Macron under fire for telling unionists to stop stirring la merde and find jobs instead
French President Emmanuel Macron came under fire on Thursday after a remark directed against union activists fuelled accusations from opponents that he shows contempt for disgruntled workers.
The pro-business president made the comment on Wednesday while visiting the central town of Egletons, referring to trade unionists who clashed with police during a rally against layoffs at the region’s GM&S auto parts plant.
“Some, instead of stirring up s***, would be better off looking for work” at a foundry in Ussel, Macron said. The foundry, 140km from the auto plant, is struggling to find workers.
Macron said on Thursday that he was “standing by the substance” of his remarks – which were made in conversation with a regional official – and would have chosen his words differently in a more formal context.
The comment follows several others seen as dismissive of ordinary people or critics, contributing to a steep drop in popularity for the 39-year-old centrist since his election in May.
Last month, days before a union-led protest against his flagship labour reforms, Macron said he would not back down “to slackers, cynics and extremists”.
His words became a rallying cry for protesters who coined slogans such as “Slackers of the world, unite!”
He had previously raised eyebrows by drawing a distinction between “people who succeed and people who are nothing”.
“Macron does it again,” the opposition Socialist Party said in a tweet Wednesday, calling on the president to “watch his language and respect the French people”.
A lawmaker of the hard-left France Unbowed party, Adrien Quatennens, said Macron “doesn’t know what it means to look for work”.
Macron has sought to restore lost prestige to the presidency, hosting events in grandiose settings such as the former royal palace in Versailles and likening his role to that of Jupiter, king of the Roman gods.

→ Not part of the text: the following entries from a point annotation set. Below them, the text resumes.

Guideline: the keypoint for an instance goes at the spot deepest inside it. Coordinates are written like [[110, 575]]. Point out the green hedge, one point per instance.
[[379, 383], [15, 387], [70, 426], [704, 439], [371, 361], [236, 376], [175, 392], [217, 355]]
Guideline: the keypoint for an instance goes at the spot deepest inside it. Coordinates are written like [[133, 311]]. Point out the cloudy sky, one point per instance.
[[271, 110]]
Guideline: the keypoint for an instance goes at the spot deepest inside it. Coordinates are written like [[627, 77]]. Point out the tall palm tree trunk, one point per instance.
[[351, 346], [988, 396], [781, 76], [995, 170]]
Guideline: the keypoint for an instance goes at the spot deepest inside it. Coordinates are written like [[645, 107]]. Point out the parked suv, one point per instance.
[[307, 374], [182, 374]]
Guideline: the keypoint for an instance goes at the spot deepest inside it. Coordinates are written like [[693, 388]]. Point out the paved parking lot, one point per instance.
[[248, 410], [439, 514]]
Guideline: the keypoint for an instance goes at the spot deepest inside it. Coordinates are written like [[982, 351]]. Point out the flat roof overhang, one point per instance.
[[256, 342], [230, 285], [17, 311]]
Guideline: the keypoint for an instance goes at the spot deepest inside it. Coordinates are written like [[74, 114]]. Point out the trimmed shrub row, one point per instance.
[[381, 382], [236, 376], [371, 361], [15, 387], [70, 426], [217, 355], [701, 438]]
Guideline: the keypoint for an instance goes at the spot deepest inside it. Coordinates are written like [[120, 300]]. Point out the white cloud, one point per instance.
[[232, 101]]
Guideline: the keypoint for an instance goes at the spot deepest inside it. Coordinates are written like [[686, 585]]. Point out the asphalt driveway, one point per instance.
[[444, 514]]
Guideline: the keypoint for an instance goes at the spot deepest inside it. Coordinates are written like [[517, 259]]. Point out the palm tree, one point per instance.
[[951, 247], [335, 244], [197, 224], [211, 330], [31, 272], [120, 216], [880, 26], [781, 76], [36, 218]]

The former investment banker’s ambitious agenda includes labour reforms pushed through by decree, with critics seizing on his use of executive orders as an example of an autocratic leadership style.
Macron is also planning major tax cuts for the wealthy, forcing him to fend off accusations that he is a “president of the rich”.
France’s youngest president sees the tax cuts as essential to spurring investment and stemming the exodus of millionaires such as actor Gerard Depardieu and ageing rocker Johnny Hallyday.
Wednesday’s remark “further alienates the president by bolstering the image of heavy-handedness and indifference to the least fortunate,” said Emmanuel Riviere of the Sofres polling institute.
Political scientist Jerome Sainte-Marie said it “was not very good in terms of popularity, but that won’t prevent him from passing reforms – he has overwhelming power.”
Macron insists he has a mandate for change after his presidential win was followed by a thumping parliamentary victory for his Republic on the Move (LREM) party.
Three demonstrations over his labour reforms failed to mobilise the huge crowds that marched against his Socialist predecessor Francois Hollande’s workplace changes.